Pascal Bataille, animateur de 66 ans, a grandi au Cap-Ferret, sur la presqu’île où il vit également. Actuellement en vacances au Sénégal, il a accordé une interview au Parisien pour parler de cette crise. Très ému, il a exprimé sa colère d’être si loin de chez lui. Il ne pourra retrouver sa maison qu’au mieux le mardi 28 juillet, voire plus tard, selon ses dires.
Une inquiétude constante, même à distance
Dans ses déclarations, Pascal Bataille explique qu’il est au Sénégal pour des raisons familiales et professionnelles. « Mais ma famille, mon fils aîné, mon petit-fils de 9 mois, et ma chienne s’y trouvent« , confie-t-il. Il ajoute : « J’étais au téléphone avec eux heure par heure, je n’en ai pas dormi de la nuit. J’étais horrifié. »
Lorsqu’il a appris que ses proches et ses amis dans la région avaient été évacués et se trouvaient en sécurité, il a été profondément bouleversé. « J’ai fondu en larmes« , avoue-t-il, soulignant que cette réaction est normale face à autant de stress. Il confie aussi avoir été profondément touché en revoyant les images des forêts ravagées, où il a grandi. « J’en ai pleuré physiquement« , dit-il, en évoquant la destruction des paysages qu’il connaît si bien.
Sa maison, menacée par les flammes
Concernant la résidence de Pascal Bataille, située près de la zone des incendies, il explique : « Elle se trouve à 5-6 km du front du feu. » Il précise : « C’est à la fois très proche et très loin« . Si l’incendie venait à s’y propager, cela pourrait signifier que d’autres zones seraient déjà touchées. Il se prépare mentalement à voir les dégâts lors de son retour.

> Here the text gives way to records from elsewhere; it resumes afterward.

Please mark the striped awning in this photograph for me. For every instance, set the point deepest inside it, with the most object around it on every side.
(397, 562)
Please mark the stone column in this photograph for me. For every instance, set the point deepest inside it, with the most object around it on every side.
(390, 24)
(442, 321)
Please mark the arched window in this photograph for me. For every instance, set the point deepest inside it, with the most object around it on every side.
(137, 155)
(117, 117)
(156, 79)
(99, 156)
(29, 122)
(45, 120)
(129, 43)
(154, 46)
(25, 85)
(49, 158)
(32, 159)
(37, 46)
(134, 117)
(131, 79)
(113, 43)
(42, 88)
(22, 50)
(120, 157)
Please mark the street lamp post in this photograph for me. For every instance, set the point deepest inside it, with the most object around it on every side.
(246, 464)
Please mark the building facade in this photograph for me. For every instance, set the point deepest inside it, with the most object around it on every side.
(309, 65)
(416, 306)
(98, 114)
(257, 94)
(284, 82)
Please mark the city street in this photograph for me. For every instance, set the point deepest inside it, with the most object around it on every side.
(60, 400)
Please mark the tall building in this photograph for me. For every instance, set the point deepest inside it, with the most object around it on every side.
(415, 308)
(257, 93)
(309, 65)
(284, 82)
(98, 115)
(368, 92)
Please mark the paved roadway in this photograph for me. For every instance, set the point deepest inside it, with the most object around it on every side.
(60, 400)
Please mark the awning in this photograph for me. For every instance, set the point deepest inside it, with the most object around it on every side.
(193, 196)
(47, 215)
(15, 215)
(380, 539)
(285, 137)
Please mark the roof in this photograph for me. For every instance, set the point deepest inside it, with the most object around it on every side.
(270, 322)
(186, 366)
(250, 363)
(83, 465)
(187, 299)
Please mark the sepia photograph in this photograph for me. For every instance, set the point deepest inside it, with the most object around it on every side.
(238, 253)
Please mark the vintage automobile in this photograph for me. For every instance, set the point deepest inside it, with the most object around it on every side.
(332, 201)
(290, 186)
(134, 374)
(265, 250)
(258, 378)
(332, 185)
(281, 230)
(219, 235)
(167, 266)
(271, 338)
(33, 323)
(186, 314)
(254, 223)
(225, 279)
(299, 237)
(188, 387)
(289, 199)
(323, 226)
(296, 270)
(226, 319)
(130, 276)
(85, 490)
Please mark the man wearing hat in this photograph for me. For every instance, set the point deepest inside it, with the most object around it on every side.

Il souligne que la végétation mettra des années à repousser. « J’y vis à l’année« , explique-t-il. La presqu’île où il réside est un cul-de-sac, avec une vingtaine de kilomètres de maisons entourées de forêt. Il insiste sur la nécessité de tirer des leçons de cette catastrophe et de mettre en place des mesures pour mieux gérer les risques. « Il faut absolument des mesures d’aménagement pour créer plus de zones tampons aux approches des communes et des bourgs« , suggère-t-il. Selon lui, ces incendies graves pourraient se reproduire si des actions ne sont pas entreprises.